- FR
- EN
Discrete-Time Asset Pricing: From No-Arbitrage to Absence of Instantaneous Profit.
Abstract
Giving a fair price for a financial asset is a central question in economics and finance. The selling price should be sufficient to establish a hedging strategy for a given asset. In a discrete-time framework, this problem is traditionally solved under the No-Arbitrage (NA) assumption, which assumes rational market participants with uniform access to information. NA is equivalent to the existence of at least one risk-neutral probability measure under which the asset’s price process becomes a martingale, facilitating the calculation of the super-hedging price. However, this assumption can be questionable, as it relies on idealized rationality and information uniformity. Additionally, identifying risk-neutral measures or determining the distribution of the asset’s payoff can be computationally challenging.

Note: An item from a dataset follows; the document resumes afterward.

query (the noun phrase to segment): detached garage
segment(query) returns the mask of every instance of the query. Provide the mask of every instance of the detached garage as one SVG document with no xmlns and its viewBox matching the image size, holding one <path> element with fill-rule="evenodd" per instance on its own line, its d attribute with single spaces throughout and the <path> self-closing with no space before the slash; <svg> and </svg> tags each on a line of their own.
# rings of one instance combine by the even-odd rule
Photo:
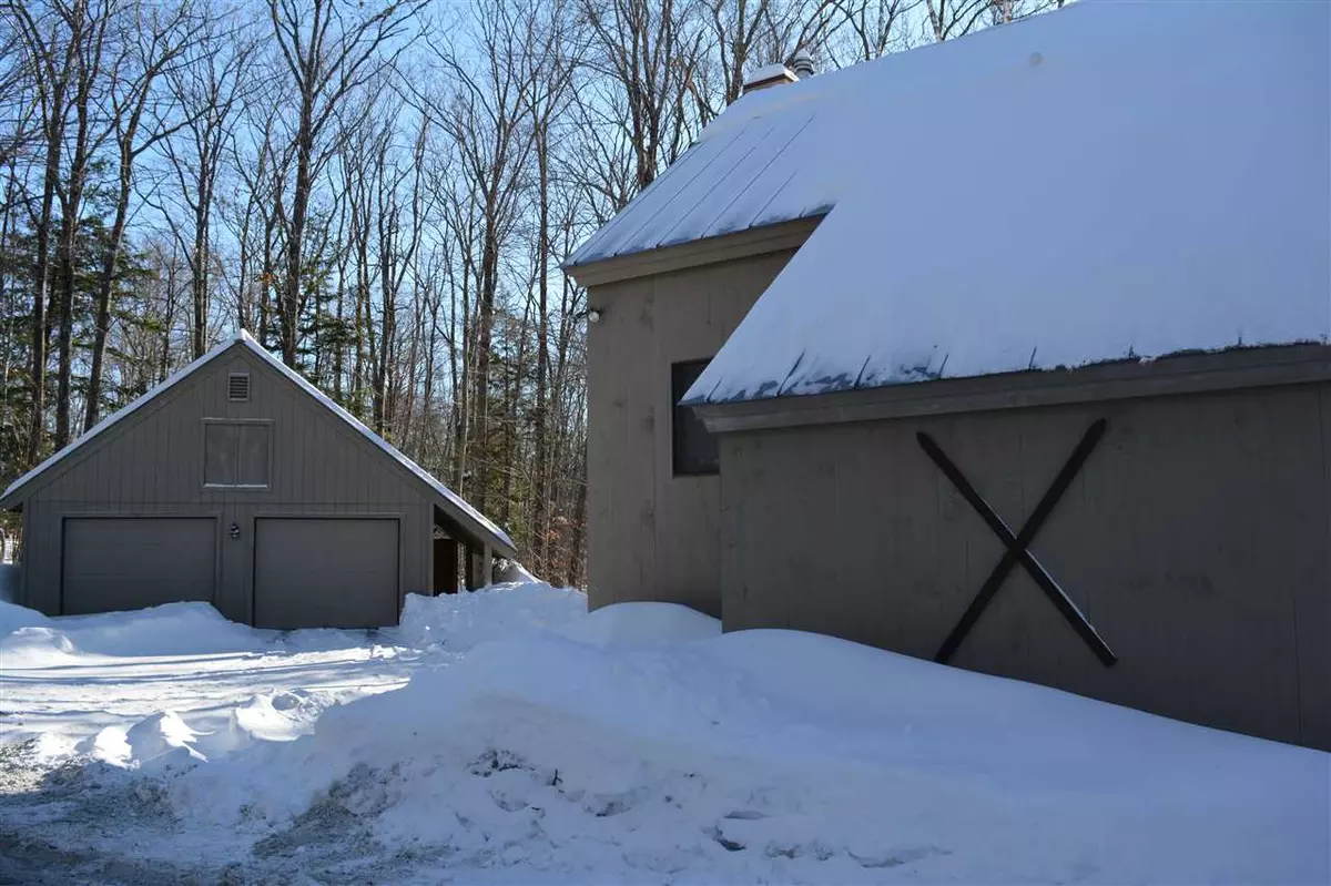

To address these limitations, a weaker assumption known as the Absence of Instantaneous Profit (AIP) has been proposed. AIP requires only that prices remain finite, which is more realistic and flexible in many settings. In 2022, Emmanuel Lépinette and Laurence Carassus introduced the AIP condition and proposed a dynamic pricing approach within a discrete, frictionless framework using convex duality rather than martingale measures.
In this talk, I will discuss the transition from NA to AIP and present the mathematical resolution under each assumption.